The kakapo have been nearly wiped out by introduced predators such as stoats as the birds cannot fly. The problem has been exacerbated by inbreeding, very low fertility - only 50% of eggs are fertilised - and as they only breed every two or three years when native rimu trees fruit.
The population of the kakapo, which is the world’s heaviest parrot, is now at its highest number since the 1970s
The population of the kakapo, which is the world’s heaviest parrot, is now at its highest number since the 1970s.
"There were just 86 kakapo when I first started working as a kakapo ranger in 2002. That number was scary. Having a breeding season with 55 chicks feels like a very positive step," said Deidre Vercoe, operational manager for the kakapo recovery programme.

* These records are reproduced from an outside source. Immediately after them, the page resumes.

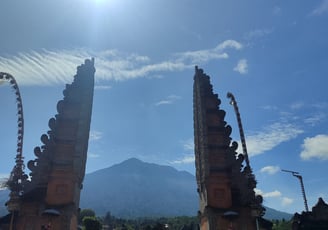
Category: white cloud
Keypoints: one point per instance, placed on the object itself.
(47, 67)
(297, 105)
(271, 137)
(258, 33)
(185, 160)
(241, 66)
(95, 135)
(229, 44)
(285, 201)
(276, 10)
(103, 87)
(169, 100)
(321, 9)
(274, 193)
(315, 147)
(92, 155)
(270, 169)
(314, 119)
(188, 145)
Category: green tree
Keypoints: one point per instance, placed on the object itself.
(84, 213)
(91, 223)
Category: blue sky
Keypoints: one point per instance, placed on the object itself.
(272, 55)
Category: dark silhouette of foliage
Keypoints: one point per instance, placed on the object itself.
(85, 212)
(91, 223)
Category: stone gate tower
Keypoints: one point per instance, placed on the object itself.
(50, 199)
(225, 186)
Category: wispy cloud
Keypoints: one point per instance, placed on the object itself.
(276, 10)
(321, 9)
(187, 159)
(258, 33)
(201, 56)
(47, 67)
(95, 135)
(315, 147)
(188, 145)
(93, 155)
(169, 100)
(270, 169)
(274, 193)
(315, 119)
(241, 67)
(297, 105)
(270, 137)
(102, 87)
(286, 201)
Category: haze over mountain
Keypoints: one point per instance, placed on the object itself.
(135, 188)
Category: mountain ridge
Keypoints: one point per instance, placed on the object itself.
(146, 180)
(134, 188)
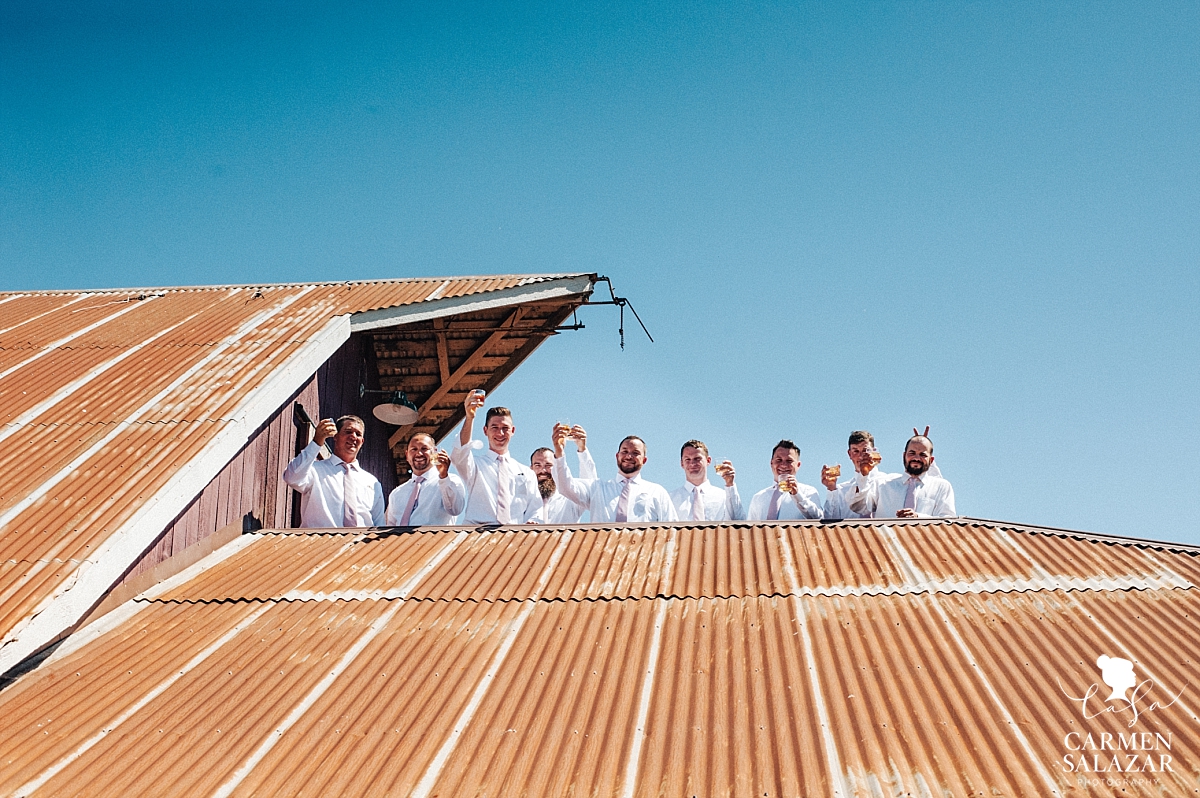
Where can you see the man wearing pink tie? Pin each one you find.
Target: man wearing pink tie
(700, 499)
(628, 498)
(916, 493)
(499, 487)
(336, 492)
(435, 496)
(786, 499)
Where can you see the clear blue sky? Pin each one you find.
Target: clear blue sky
(979, 216)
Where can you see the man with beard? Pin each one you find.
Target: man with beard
(841, 499)
(700, 499)
(435, 496)
(786, 499)
(916, 493)
(336, 492)
(555, 507)
(499, 489)
(628, 498)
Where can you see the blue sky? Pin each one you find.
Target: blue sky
(984, 217)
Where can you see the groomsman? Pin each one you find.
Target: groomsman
(840, 498)
(786, 499)
(628, 498)
(555, 507)
(336, 492)
(499, 489)
(916, 493)
(700, 499)
(435, 496)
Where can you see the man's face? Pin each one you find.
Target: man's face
(630, 457)
(499, 432)
(859, 454)
(543, 465)
(420, 454)
(784, 462)
(348, 441)
(918, 456)
(694, 461)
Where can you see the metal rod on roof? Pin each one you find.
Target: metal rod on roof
(621, 301)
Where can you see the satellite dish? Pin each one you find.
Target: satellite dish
(397, 411)
(400, 411)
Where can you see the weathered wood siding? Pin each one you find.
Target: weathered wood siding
(251, 486)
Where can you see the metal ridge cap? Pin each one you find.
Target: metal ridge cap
(535, 277)
(1098, 537)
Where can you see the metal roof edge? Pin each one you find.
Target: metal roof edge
(65, 609)
(1098, 537)
(535, 277)
(553, 288)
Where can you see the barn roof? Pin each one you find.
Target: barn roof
(783, 658)
(130, 401)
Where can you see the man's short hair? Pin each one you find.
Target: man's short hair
(785, 444)
(861, 436)
(921, 438)
(497, 411)
(628, 438)
(345, 419)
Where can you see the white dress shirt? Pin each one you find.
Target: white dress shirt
(437, 503)
(853, 492)
(647, 501)
(559, 509)
(802, 504)
(720, 503)
(479, 469)
(322, 487)
(934, 497)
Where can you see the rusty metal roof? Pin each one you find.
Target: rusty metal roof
(775, 659)
(131, 400)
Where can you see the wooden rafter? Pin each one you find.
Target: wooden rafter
(463, 369)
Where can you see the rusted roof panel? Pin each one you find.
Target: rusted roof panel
(120, 390)
(863, 688)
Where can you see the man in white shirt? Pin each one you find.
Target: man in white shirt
(628, 498)
(700, 499)
(841, 499)
(435, 496)
(499, 489)
(916, 493)
(786, 499)
(555, 507)
(335, 492)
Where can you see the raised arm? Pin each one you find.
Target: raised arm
(576, 490)
(461, 455)
(299, 474)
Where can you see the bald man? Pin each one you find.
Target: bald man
(435, 496)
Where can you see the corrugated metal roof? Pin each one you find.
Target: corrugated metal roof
(775, 659)
(123, 394)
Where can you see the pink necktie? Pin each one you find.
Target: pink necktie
(412, 501)
(773, 510)
(503, 490)
(623, 503)
(348, 516)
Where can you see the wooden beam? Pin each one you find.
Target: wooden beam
(463, 369)
(443, 353)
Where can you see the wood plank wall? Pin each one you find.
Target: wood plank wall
(251, 486)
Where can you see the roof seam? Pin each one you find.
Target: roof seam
(661, 597)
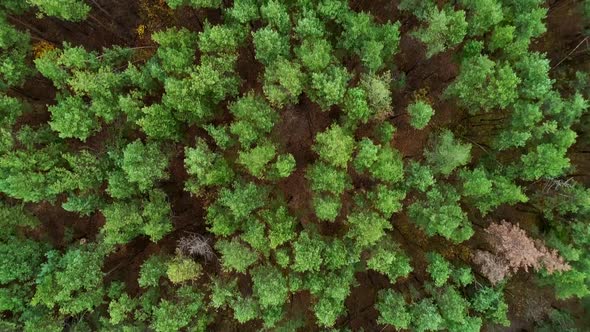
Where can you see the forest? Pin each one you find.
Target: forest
(294, 165)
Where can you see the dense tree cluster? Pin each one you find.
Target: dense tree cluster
(179, 159)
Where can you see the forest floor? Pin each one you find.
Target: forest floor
(130, 23)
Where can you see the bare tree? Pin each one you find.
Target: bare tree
(196, 244)
(512, 249)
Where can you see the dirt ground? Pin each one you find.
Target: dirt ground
(120, 22)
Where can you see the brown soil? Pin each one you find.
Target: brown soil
(298, 125)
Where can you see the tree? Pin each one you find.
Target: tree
(388, 166)
(235, 256)
(307, 251)
(269, 286)
(326, 206)
(446, 29)
(183, 269)
(207, 168)
(419, 176)
(392, 309)
(446, 153)
(483, 85)
(487, 191)
(315, 54)
(276, 15)
(281, 226)
(513, 250)
(482, 15)
(390, 260)
(438, 268)
(387, 200)
(158, 122)
(441, 214)
(324, 178)
(144, 164)
(253, 118)
(490, 302)
(72, 118)
(425, 316)
(329, 86)
(151, 271)
(219, 38)
(186, 307)
(366, 228)
(270, 45)
(420, 114)
(69, 10)
(194, 3)
(378, 91)
(176, 51)
(334, 146)
(546, 160)
(14, 50)
(257, 159)
(72, 281)
(283, 82)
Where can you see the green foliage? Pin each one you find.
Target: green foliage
(308, 250)
(366, 228)
(387, 200)
(390, 260)
(101, 158)
(19, 258)
(446, 153)
(329, 86)
(256, 160)
(438, 268)
(441, 214)
(482, 15)
(490, 302)
(325, 178)
(14, 50)
(419, 177)
(72, 282)
(326, 206)
(420, 114)
(270, 45)
(276, 15)
(425, 316)
(269, 286)
(126, 220)
(69, 10)
(235, 256)
(334, 146)
(281, 226)
(219, 38)
(183, 269)
(187, 307)
(378, 90)
(488, 191)
(158, 122)
(253, 118)
(207, 168)
(374, 44)
(72, 118)
(283, 82)
(315, 54)
(151, 271)
(392, 309)
(388, 166)
(194, 3)
(144, 164)
(483, 85)
(446, 28)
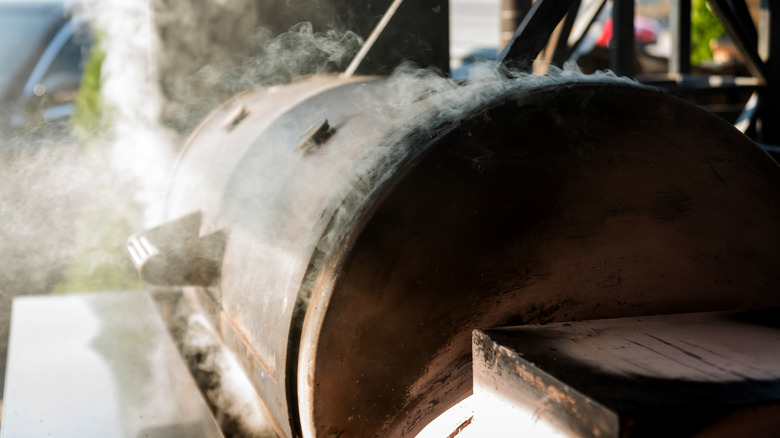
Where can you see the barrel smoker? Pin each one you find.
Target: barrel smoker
(343, 237)
(346, 236)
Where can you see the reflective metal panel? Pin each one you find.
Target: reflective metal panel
(98, 365)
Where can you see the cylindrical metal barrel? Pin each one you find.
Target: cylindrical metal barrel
(372, 225)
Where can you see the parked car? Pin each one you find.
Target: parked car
(43, 48)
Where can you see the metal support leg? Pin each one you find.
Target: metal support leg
(769, 50)
(533, 33)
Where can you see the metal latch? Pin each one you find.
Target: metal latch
(174, 254)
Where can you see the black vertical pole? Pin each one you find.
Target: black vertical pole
(769, 50)
(512, 14)
(680, 26)
(622, 46)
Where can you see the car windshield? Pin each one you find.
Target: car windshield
(22, 30)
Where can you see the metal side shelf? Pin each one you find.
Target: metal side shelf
(98, 365)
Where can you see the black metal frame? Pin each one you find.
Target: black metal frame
(758, 47)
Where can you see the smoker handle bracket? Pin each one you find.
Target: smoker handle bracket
(174, 253)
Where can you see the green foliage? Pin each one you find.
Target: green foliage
(100, 261)
(90, 117)
(705, 27)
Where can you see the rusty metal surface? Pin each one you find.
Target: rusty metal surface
(541, 203)
(98, 365)
(596, 201)
(632, 377)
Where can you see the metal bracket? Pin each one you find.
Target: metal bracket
(174, 254)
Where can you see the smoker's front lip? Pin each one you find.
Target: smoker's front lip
(98, 365)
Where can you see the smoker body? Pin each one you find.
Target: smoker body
(366, 227)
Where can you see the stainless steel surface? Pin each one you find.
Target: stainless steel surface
(98, 365)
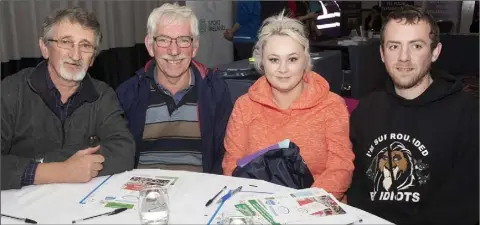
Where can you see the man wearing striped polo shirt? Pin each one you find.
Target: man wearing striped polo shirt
(176, 111)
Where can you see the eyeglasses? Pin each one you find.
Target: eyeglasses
(165, 41)
(67, 44)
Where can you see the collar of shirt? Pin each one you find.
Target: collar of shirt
(185, 90)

The programme was established in 1995. It is a collaboration between the New Zealand conservation department and Maori tribe Ngai Tahu and uses volunteers to help with activities like monitoring the nests to keep them out of trouble. Some birds have had to be rescued after getting stuck in the mud or after their legs were caught in trees.
Vercoe said in an email that much of the success this season was due to the amount of fruit on rimu trees.
Success with artificial insemination this season was also key. Eight surviving chicks were born from artificial insemination, compared to just five in the decade to 2019.
"Using artificial insemination has meant that some males, who had not yet naturally fathered chicks, are still represented in the future gene pool," said Vercoe.
"Artificial insemination can also help to increase fertility of the eggs laid."